Nous verrons lors de l'étude des lois bioéthiques l'année prochaine, puisque vous savez que nous sommes dans l'obligation de réviser ces lois bioéthiques, qui interviendra l'année prochaine. Légaliser, qu'est-ce que cela veut dire ? Cela ne veut pas dire seulement autoriser, et donc si les Français souhaitent légaliser, cela veut dire qu'ils souhaitent qu'il y ait un débat sur ce sujet, mais surtout, ils veulent instaurer un cadre légal. Pourquoi ? Parce que la gestation pour autrui se pratique dans d'autres pays européens et on voit bien qu'il vaut mieux sans doute se doter, nous, d'une loi qui encadre strictement ce dispositif plutôt que de laisser partir nos compatriotes à l'étranger et utiliser sans doute des méthodes moins rigoureuses, moins encadrantes et surtout moins sécurisantes pour tout le monde.
 
Clandestines... On se souvient que vous aviez eu une phrase choc en 2008, vous aviez dit que vous seriez prête à porter le bébé de votre fils s'il y avait eu un problème. Quel est le cadre que vous voudriez voir établi pour la légalisation, si elle a lieu ?
 
Je suis favorable au rapport qui a été rendu par le Sénat, de madame André, la sénatrice André. Je trouve que se diriger vers la gestation pour autrui dans le cadre de la stérilité utérine - et c'est pour cela que je regrette vraiment que "Zone interdite" ait coupé mes propos lors de cette émission. Parce que je suis favorable à un cadre légal pour la gestation pour autrui, seulement dans le cadre d'une stérilité utérine. C'est-à-dire qu'on a à faire à une femme qui peut devenir mère parce qu'elle produit des ovocytes mais qu'elle n'a pas d'utérus ou qu'elle a un utérus mal formé et qu'à cause de cela, elle ne peut pas assurer la gestation du bébé. Je suis favorable uniquement dans un cadre médical, parce que c'est la seule réponse que nous ne donnons pas de manière médical à un couple qui pourrait devenir parent et qui ne le peut pas à cause de cette malformation ou cette absence utérine.
 
Il y a quand même la question du marchandage des corps et du contrôle de certaines dérives.
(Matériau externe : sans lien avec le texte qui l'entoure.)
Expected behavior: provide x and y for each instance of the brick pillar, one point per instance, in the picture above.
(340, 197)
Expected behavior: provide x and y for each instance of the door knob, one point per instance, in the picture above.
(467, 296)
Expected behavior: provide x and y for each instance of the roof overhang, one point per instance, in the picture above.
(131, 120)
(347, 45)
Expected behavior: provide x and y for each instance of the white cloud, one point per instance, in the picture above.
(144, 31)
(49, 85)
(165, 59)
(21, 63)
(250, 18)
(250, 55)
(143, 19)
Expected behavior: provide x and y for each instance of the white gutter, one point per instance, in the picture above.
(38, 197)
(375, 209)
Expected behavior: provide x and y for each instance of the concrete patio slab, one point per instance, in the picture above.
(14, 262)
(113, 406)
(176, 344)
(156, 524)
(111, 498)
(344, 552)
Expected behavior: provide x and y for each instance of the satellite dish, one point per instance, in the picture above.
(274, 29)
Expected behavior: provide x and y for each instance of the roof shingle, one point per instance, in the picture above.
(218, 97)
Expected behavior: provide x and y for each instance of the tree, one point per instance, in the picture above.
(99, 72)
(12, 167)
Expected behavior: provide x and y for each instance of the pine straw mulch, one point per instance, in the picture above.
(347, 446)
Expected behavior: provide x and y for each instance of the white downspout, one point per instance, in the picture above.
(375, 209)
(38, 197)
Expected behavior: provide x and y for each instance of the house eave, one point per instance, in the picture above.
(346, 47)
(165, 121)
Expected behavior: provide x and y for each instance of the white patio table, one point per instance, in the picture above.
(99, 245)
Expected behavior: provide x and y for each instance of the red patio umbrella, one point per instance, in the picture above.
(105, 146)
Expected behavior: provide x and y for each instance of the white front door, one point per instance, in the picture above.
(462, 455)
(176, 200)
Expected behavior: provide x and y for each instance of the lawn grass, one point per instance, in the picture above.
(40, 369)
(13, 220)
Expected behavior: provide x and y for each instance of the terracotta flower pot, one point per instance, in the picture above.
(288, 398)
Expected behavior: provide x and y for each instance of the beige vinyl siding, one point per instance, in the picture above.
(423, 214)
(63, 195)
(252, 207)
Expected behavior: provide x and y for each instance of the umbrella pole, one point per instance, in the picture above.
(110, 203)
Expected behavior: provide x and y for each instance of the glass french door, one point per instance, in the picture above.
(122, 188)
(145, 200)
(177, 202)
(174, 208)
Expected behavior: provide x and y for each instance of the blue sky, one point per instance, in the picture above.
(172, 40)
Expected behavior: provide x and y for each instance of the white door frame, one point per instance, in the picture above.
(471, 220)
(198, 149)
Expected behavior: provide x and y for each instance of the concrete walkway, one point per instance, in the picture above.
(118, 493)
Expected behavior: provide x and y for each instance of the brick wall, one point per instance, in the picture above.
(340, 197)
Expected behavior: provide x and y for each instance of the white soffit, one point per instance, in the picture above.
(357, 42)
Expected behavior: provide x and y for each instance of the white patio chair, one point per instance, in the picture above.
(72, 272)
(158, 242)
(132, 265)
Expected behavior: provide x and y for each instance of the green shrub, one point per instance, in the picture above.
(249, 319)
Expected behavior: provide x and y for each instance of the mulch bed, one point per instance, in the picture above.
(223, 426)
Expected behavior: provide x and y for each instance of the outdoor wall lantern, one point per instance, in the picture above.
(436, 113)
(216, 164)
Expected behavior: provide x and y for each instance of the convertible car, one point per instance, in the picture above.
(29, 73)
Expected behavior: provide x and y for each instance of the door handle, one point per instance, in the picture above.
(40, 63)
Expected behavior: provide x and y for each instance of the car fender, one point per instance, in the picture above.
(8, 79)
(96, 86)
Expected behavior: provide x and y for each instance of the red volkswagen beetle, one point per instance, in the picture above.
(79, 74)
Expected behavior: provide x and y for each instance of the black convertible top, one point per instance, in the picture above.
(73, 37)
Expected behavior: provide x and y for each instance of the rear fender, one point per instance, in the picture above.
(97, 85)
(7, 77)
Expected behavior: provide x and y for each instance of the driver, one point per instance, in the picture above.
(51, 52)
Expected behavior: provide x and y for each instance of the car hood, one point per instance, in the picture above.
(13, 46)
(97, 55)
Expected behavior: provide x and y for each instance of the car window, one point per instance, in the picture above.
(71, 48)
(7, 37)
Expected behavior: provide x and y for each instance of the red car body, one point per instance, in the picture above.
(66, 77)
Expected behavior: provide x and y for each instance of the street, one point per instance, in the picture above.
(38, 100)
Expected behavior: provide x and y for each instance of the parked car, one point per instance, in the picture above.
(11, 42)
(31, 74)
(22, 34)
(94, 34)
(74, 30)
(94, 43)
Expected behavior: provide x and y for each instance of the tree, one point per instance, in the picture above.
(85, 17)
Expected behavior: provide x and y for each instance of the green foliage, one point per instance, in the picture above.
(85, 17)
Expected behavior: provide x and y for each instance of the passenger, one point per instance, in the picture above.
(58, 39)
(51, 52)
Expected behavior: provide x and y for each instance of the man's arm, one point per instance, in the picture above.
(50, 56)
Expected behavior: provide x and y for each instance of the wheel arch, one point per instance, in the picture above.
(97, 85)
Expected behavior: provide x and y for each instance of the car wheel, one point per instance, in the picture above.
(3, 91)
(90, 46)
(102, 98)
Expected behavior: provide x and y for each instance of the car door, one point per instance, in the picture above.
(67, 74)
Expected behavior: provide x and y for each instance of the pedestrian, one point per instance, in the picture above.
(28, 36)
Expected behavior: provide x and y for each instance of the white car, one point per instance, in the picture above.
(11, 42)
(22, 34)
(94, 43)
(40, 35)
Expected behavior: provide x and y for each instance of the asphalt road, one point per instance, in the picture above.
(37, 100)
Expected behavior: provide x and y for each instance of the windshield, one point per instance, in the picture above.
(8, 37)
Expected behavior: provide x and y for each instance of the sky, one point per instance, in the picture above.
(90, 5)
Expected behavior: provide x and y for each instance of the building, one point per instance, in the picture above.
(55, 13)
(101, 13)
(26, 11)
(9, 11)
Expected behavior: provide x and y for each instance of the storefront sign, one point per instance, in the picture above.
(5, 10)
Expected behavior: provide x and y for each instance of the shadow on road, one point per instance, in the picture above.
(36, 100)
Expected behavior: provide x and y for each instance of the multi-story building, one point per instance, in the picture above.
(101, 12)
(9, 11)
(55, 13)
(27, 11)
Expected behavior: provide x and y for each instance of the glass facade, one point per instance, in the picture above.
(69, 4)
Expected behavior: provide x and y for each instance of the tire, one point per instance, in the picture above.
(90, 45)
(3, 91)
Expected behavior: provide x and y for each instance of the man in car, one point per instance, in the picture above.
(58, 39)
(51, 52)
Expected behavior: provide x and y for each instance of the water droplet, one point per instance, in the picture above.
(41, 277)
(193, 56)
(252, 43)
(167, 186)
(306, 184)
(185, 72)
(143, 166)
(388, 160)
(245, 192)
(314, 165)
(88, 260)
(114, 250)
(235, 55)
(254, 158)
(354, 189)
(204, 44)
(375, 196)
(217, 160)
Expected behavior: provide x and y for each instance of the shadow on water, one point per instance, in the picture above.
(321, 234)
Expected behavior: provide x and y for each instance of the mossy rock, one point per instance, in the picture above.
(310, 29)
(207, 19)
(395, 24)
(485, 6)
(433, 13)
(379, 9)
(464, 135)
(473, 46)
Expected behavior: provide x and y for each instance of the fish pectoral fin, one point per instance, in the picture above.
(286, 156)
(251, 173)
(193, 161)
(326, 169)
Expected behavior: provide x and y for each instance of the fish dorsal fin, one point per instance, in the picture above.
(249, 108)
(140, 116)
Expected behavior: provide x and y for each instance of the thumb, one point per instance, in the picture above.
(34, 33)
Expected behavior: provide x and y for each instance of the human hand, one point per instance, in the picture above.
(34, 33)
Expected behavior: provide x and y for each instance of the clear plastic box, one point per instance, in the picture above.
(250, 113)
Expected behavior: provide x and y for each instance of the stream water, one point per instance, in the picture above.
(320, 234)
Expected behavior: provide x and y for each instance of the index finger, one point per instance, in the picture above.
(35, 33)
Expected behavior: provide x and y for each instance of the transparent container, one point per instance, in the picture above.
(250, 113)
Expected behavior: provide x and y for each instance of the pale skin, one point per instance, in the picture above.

Vous pensez qu'on peut éviter la marchandisation ?
 
On peut si on a un cadre légal, parce qu'à partir du moment où vous signez une convention chez le juge, tel que préconisé par le rapport sénatorial, à partir du moment où vous instaurer uniquement l'indemnisation des frais de maternité et non pas une commercialisation du ventre, comme ça l'est dans certain pays. On voit bien qu'en Grèce par exemple, il y a l'indemnisation des frais de maternité tout comme en Angleterre. Et donc, à partir du moment où vous êtes très clair dans cette convention que vous signez chez le juge, vous éviterez - je ne dis pas à 100 % - mais vous éviterez normalement la marchandisation du corps. Parce que vous savez, il y a des gens très généreux, qui ont envie dans un cadre rapproché d'amis par exemple, de pouvoir rendre service à un couple qui pourrait devenir parent et qui ne le peut pas uniquement parce qu'ils ne peuvent pas faire cette gestation.
 
Aujourd'hui il y a des couples homosexuels qui font appel à ces mères porteuses de façon illégale, puisqu'ils le font à l'étranger. Se pose donc la question du statut du beau-parent, il y a quelques mois...
 
Ils le font en France, puisque là, on reste dans le cadre d'une filiation normale, puisqu'il reste à avoir un père et une mère.
 
Vous nous disiez il y a quelques semaines maintenant, à propos du statut des beaux-parents qu'il serait étendu aux couples homosexuels. Vous en faisiez un point d'honneur. Cela semble avoir disparu du projet de loi la semaine dernière. L'honneur c'est une chose, la politique c'est une autre ?
 
Non, ce n'est pas comme cela qu'il faut l'entendre. Moi, j'ai vu d'ailleurs le rapport de J. Leonetti, qui apporte quelques préconisations complémentaires, qui ne dénature en rien l'avant-projet de loi qui avait été rédigé par la chancellerie, par mon cabinet, mais qui avait été aussi validé à Matignon tant à l'Elysée.
 
Et c'était une promesse de campagne de N. Sarkozy...
 
Oui. D'abord, ce que nous voulons faire, c'est le statut du tiers, c'est-à-dire que lorsque des parents s'entendent à ce qu'ils puissent partager l'autorité parentale sous convention chez un juge, donc de manière très souple et très rapide à mette en oeuvre et sans discrimination. C'est-à-dire que si l'enfant est élevé avec l'accord de ses parents j'entend - parce que c'est toujours, ce dispositif, avec l'accord de ses parents -, avec un beau-père, une belle-mère alors que l'un d'entre eux, le père biologique, habite à 300 kilomètres et ne peut pas s'occuper de façon très pragmatique de l'enfant. Si tout le monde est d'accord, eh bien ils signent une convention chez le juge pour les actes importants de la vie de l'enfant...
 
Ca, on a bien compris, c'est le statut du beau-parent, mais est-ce que ce sera étendu aux couples homosexuels ?
 
Et si un enfant est élevé par deux adultes de même sexe, et qu'il y a accord, là aussi, pour partager l'autorité parentale et donc sans discrimination, on devrait permettre un accord aussi par le biais d'une convention homologuée chez le juge. Alors la discussion, de toute manière, aura lieu et la promesse de campagne de président de la République, c'est d'agir simplement sans discrimination mais dans l'intérêt de l'enfant. Parce que ce qui nous semble important, c'est qui s'occupe de l'enfant, comment est-ce qu'on permet, avec une convention chez le juge, que tout le monde s'entende bien, à s'occuper au mieux de cet enfant dans sa vie de tous les jours.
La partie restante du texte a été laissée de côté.